Aos poucos vão sendo combatidos os principais argumentos contrários à parentalidade por gays e lésbicas: formato de família ainda não reconhecido em lei que, portanto, poderia prejudicar a criança na vigência do casamento ou, mais ainda, em processo de separação; fantasma de abuso sexual, se forem dois homens, pelo risco da exacerbação de uma sexualidade incontrolável; confusão dos papéis de identificação para a criança. Os argumentos estruturam-se em paradigmas médicos e jurídicos para ter sustentação.

Embora não sejam comuns no Brasil – e eu não acredite que façam sentido – há pesquisas que demonstram não haver danos no desenvolvimento infantil entre crianças cujos pais e mães sejam gays e lésbicas. As semelhanças nos processos educativos são maiores segundo o gênero, ou seja, mulheres possuem formas mais próximas de cuidar, sejam elas hetero ou homossexuais, o mesmo ocorrendo entre os homens.

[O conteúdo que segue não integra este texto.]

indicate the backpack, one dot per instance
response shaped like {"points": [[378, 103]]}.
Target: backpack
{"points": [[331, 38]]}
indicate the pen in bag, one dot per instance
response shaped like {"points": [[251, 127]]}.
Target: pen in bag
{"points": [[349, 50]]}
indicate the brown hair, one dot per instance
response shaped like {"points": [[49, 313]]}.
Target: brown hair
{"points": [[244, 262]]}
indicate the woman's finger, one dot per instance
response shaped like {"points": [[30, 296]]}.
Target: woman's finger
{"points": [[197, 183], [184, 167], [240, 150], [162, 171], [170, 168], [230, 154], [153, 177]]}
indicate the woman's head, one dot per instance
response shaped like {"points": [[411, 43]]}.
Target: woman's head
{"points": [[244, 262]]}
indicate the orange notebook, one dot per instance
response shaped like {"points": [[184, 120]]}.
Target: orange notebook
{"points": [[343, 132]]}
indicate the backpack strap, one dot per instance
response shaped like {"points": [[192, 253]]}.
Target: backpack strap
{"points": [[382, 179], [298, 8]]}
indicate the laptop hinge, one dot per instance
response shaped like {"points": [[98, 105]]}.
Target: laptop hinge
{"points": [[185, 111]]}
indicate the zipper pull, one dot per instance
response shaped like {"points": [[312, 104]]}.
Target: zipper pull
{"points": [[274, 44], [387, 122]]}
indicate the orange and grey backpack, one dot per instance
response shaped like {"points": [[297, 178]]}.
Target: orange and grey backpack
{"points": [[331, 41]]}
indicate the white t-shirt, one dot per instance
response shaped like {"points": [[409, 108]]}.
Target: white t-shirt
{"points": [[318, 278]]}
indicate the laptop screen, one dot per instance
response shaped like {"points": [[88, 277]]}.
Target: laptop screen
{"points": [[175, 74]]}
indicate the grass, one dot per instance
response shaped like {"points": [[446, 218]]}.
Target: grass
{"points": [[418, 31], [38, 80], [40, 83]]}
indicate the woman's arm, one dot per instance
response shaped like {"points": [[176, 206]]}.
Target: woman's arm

Podemos afirmar, como diz Miguel Vale de Almeida, que o acesso ao casamento ou à adoção de crianças parece ser a última barreira contra a igualdade formal entre a população presumidamente heterossexual e gays, lésbicas e travestis.

Anna Paula Uziel é Professora Adjunta da Universidade do Estado do Rio de Janeiro, pesquisadora associada do Centro Latino-americano em Sexualidade e Direitos Humanos (IMS/UERJ).

Referência:
GROSSI, Miriam; UZIEL, Anna Paula; MELLO, Luiz. Conjugalidades, parentalidades e identidades gays, lésbicas e de travestis. Rio de Janeiro: Garamond, 2007.
MELLO, Luiz. Novas famílias. Rio de Janeiro: Garamond, 2005.
UZIEL, Anna Paula. Homossexualidade e adoção. Rio de Janeiro: Garamond, 2007.